Che noia le polemiche a cui i notiziari debbono far seguito per inseguire stancamente la tematica corrente. Come il surfista si buttano sull’onda che arrivano ma con poca esperienza perché non sanno valutare se l’onda tiene, si allunga, o se rompe appena innalzata lasciando un vuoto ed una inutile esposizione del notiziario su una questione che di per sé non interessa, non illumina, non accende e approfondisce le questioni per cui è sorta.
Stiamo parlando delle contestazioni alla ministra che avrebbe dovuto parlare alla manifestazione sulla vita ma gli è stato impedito di fatto dai contestatori oppure lei ha furbescamente ripiegato passando da vittima, cambiando il paradigma iniziale.
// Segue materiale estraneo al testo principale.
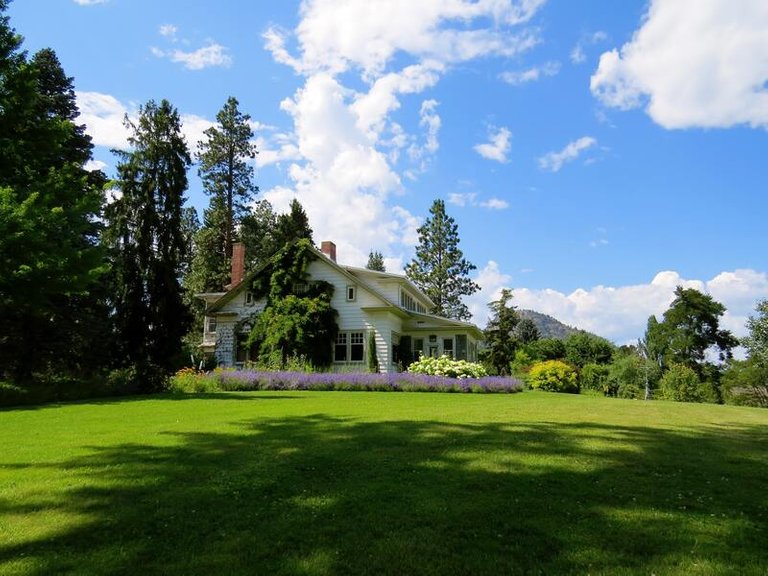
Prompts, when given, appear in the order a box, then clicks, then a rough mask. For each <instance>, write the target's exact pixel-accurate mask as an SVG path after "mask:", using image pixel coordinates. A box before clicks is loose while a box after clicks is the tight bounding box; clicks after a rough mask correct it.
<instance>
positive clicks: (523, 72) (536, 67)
mask: <svg viewBox="0 0 768 576" xmlns="http://www.w3.org/2000/svg"><path fill="white" fill-rule="evenodd" d="M558 72H560V62H547V63H545V64H543V65H541V66H535V67H533V68H528V69H527V70H522V71H519V72H510V71H507V72H502V73H501V74H499V78H501V79H502V80H503V81H504V82H506V83H507V84H512V85H513V86H520V85H522V84H526V83H528V82H535V81H536V80H538V79H539V78H542V77H544V76H555V75H557V73H558Z"/></svg>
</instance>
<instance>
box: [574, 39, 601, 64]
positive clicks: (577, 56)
mask: <svg viewBox="0 0 768 576" xmlns="http://www.w3.org/2000/svg"><path fill="white" fill-rule="evenodd" d="M607 39H608V34H606V33H605V32H603V31H597V32H594V33H592V34H589V35H585V36H582V38H581V39H580V40H579V41H578V42H577V43H576V46H574V47H573V50H571V55H570V57H571V62H573V63H574V64H583V63H584V62H586V61H587V54H586V52H585V51H584V50H585V48H586V47H587V46H590V45H592V44H597V43H598V42H604V41H606V40H607Z"/></svg>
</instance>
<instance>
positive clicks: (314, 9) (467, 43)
mask: <svg viewBox="0 0 768 576" xmlns="http://www.w3.org/2000/svg"><path fill="white" fill-rule="evenodd" d="M542 4H543V0H478V1H474V0H450V1H449V2H445V1H442V0H420V1H419V2H413V1H412V0H370V1H368V2H358V1H352V0H306V1H305V2H303V3H302V7H301V11H300V16H301V21H300V22H299V24H298V26H297V27H296V29H295V30H285V29H281V28H278V27H272V28H270V29H268V30H267V31H266V32H265V33H264V34H263V39H264V42H265V46H266V48H267V49H268V50H269V51H270V52H271V54H272V56H273V58H274V59H275V61H277V62H280V63H283V64H285V65H287V66H290V67H291V68H292V69H293V70H294V71H296V72H297V73H298V74H299V75H301V76H302V77H303V81H304V84H303V86H302V87H301V88H299V89H298V90H297V91H296V93H295V94H294V95H293V96H292V97H290V98H286V99H285V100H284V101H283V102H282V104H281V109H282V110H283V111H285V112H286V113H287V114H288V115H290V117H291V118H292V120H293V134H292V135H287V136H286V138H285V139H284V141H283V143H282V144H280V145H278V144H277V143H274V142H273V141H272V140H271V139H270V138H268V137H264V139H263V140H262V143H263V144H264V147H263V148H262V150H266V151H271V152H267V153H264V152H263V153H262V154H260V155H259V156H260V157H259V159H258V161H259V162H278V161H281V160H282V161H287V162H289V166H288V167H287V176H288V178H289V181H288V182H286V183H285V184H284V185H283V186H280V187H278V188H275V189H273V190H268V191H266V195H267V197H268V199H269V200H270V201H271V202H273V204H274V205H275V206H276V207H280V206H283V205H285V206H287V203H288V202H289V201H290V199H291V198H297V199H298V200H299V201H300V202H301V203H302V205H303V206H304V208H305V210H306V211H307V214H308V216H309V219H310V222H311V223H312V227H313V230H314V232H315V240H318V241H320V240H324V239H329V240H334V241H335V242H336V244H337V246H338V249H339V258H340V260H341V261H343V262H345V263H349V264H357V265H362V264H364V263H365V262H366V259H367V255H368V251H369V250H370V249H372V248H376V249H378V250H381V251H383V252H384V253H385V254H388V255H390V256H389V257H390V258H391V259H392V261H393V262H394V261H399V262H403V261H405V260H406V259H407V253H408V252H409V251H411V250H412V249H413V246H414V245H415V244H416V243H417V241H418V236H417V233H416V229H417V227H418V225H419V218H418V217H416V216H415V215H413V214H411V213H409V212H408V211H407V210H406V209H404V208H403V207H402V206H397V205H395V206H393V205H392V203H393V198H395V197H396V196H398V195H400V194H403V193H404V192H405V190H404V188H403V185H402V181H403V179H415V178H417V177H418V175H419V174H421V173H423V172H424V171H425V170H427V169H429V166H430V165H431V160H432V158H433V157H434V156H435V155H436V154H437V153H438V151H439V148H440V141H439V133H440V129H441V125H442V121H441V118H440V115H439V114H438V102H437V101H436V100H434V99H433V98H430V97H429V95H427V96H426V97H424V98H422V99H420V100H417V101H418V102H420V107H419V108H418V109H417V111H418V114H419V125H418V129H419V131H420V132H421V133H420V134H410V133H408V132H407V131H406V130H405V129H404V128H403V125H402V124H401V123H398V122H397V121H395V119H394V118H393V117H394V115H395V113H396V112H398V111H399V110H400V108H401V106H405V103H406V102H407V103H408V104H409V105H412V103H413V102H414V99H413V98H408V99H405V98H404V96H406V95H418V94H424V93H425V92H428V91H429V90H430V89H431V88H433V87H434V86H435V85H436V84H437V83H438V82H439V80H440V78H441V77H442V75H443V74H444V73H445V72H446V71H447V70H448V69H449V68H450V67H451V66H452V65H454V64H456V63H459V62H464V61H467V60H470V59H473V58H478V57H491V56H498V55H502V56H513V55H518V54H520V53H521V52H523V51H524V50H527V49H529V48H530V47H531V46H533V45H535V44H536V43H537V42H538V36H537V34H536V32H535V31H532V30H529V29H527V28H526V27H525V26H522V25H523V24H524V23H525V22H527V21H528V20H530V18H531V17H532V16H533V15H534V14H535V13H536V12H537V10H538V9H539V8H540V7H541V5H542ZM401 56H402V58H401ZM401 62H404V64H400V63H401ZM342 72H344V73H345V74H343V75H342V74H341V73H342ZM350 86H354V88H350ZM412 112H414V110H406V111H403V113H402V114H403V115H404V116H405V115H407V114H410V113H412ZM502 137H504V136H503V135H502ZM506 137H507V138H508V136H506ZM498 150H499V151H501V152H497V154H498V153H505V152H504V144H503V142H501V144H500V146H499V147H498ZM403 152H405V153H406V154H403ZM484 205H485V207H487V208H492V209H500V208H501V207H502V206H503V205H504V201H503V200H499V199H491V200H488V201H486V202H485V203H484Z"/></svg>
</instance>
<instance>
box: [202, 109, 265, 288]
mask: <svg viewBox="0 0 768 576" xmlns="http://www.w3.org/2000/svg"><path fill="white" fill-rule="evenodd" d="M238 105H239V103H238V101H237V99H236V98H234V97H229V99H227V102H226V104H224V106H223V107H222V109H221V110H219V112H218V114H216V120H217V122H218V123H217V124H216V125H215V126H211V127H210V128H208V129H207V130H206V131H205V132H204V134H205V136H206V139H205V140H203V141H201V142H199V143H198V151H197V159H198V161H199V162H200V168H199V170H198V172H199V174H200V177H201V179H202V181H203V189H204V190H205V192H206V194H208V195H209V196H210V197H211V201H210V205H209V207H208V209H207V210H206V214H205V215H204V225H203V228H210V229H211V230H210V231H206V232H205V233H204V234H205V235H206V238H205V242H206V243H208V244H209V245H210V244H213V245H210V246H209V247H208V254H207V256H206V258H205V261H204V262H200V261H199V262H198V264H200V265H205V266H207V268H208V270H207V272H208V274H207V276H208V278H207V279H206V285H205V286H202V287H198V289H202V290H204V291H208V290H220V289H221V287H222V286H224V285H225V284H227V283H228V282H229V280H228V277H229V267H230V261H231V259H232V243H233V242H234V241H235V236H236V231H237V227H238V225H239V223H240V219H241V218H242V217H243V216H244V215H245V214H247V213H248V206H247V204H248V201H249V200H251V199H252V198H253V195H254V194H255V193H256V192H258V190H259V188H258V186H256V184H255V183H254V181H253V165H252V164H251V163H250V162H249V160H252V159H253V158H255V156H256V154H257V153H258V151H257V150H256V145H255V144H253V143H252V142H251V139H252V138H253V130H251V127H250V124H249V121H250V119H251V117H250V116H249V115H248V114H243V113H242V112H240V110H239V109H238ZM201 240H202V239H201Z"/></svg>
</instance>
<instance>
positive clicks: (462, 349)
mask: <svg viewBox="0 0 768 576" xmlns="http://www.w3.org/2000/svg"><path fill="white" fill-rule="evenodd" d="M456 359H457V360H467V335H466V334H456Z"/></svg>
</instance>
Le questioni sono chiare a tutti. C’è in corso la volontà di implementare la legge 194, quella sull’interruzione volontaria della gravidanza, approfondendo delle procedure sulle quali nella prassi spesso si è ovviato. E cioè la conversazione con assistenti sociali che debbono saggiare sul reale convincimento della donna in procinto di rinunciare alla gravidanza.
Procedura che secondo le contestazioni antepone dei paletti alla normale procedure dell’interruzione di gravidanza fino a renderla assai più traumatica di quello che già è come decisione e come intervento sul proprio corpo.
Questioni non leggere. Problemi sui quali è chiaro ci sia un’accensione di interessi da parte di tutti, perché il problema delle nascite riguarda un’intera società oltre che direttamente le persone specificamente coinvolte: madre, padri, soggetti attorno.
Chiaro anche che possa suscitare una reazione che va oltre le righe e il conforme, come del resto succede assai spesso nella dialettica dei fatti politici e sociali del nostro paese. Talmente spesso che il grado di importanza sociale di un problema potrebbe essere misurato dalla quantità di decibel impiegata per esprimere avversione o difesa.
Succede così alla vice ministra di preferire una ritirata strategica. Non consente anche alla situazione venutasi a creare una degenerazione che avrebbe fatto scattare il codice penale per molti. Scatta l’indignazione del governo della repubblica sull’indignazione dei manifestanti. Scatta la risposta dei commentatori, tra i quali questo modesto contributo non vuole essere annoverato. Scatta la risposta dei contestatori, anche a distanza, che anche se non c’erano per motivi logistici dicono comunque la loro e confermano la bontà del comportamento da parte dei manifestanti.
Non scatta però una riflessione attenta sui limiti della democrazia e della tolleranza applicata all’esercizio del libero pensiero. Uno degli uomini politici più liberali della nostra storia repubblica, Marco Pannella, praticava l’ostruzionismo parlamentare ingaggiando discorsi lunghissimi al fine di far scadere i termini della discussione parlamentare e far rimandare il provvedimento. Erano gli estremi rimedi per chi era minoranza e comunque voleva sollevare la propria voce. E citando Gandhi ammetteva anche questo atto di estrema lotta democratica come facente parte dell’esercizio del libero pensiero in opposizione ad altro libero pensiero.
Ma due giorni fa in quel teatro non c’era nessuna decisione da prendere. C’era una discussione da tenere e non si è tenuta. E questa è una sconfitta per tutti. Attestato quanto solo si può dire in merito, c’è solo il silenzio.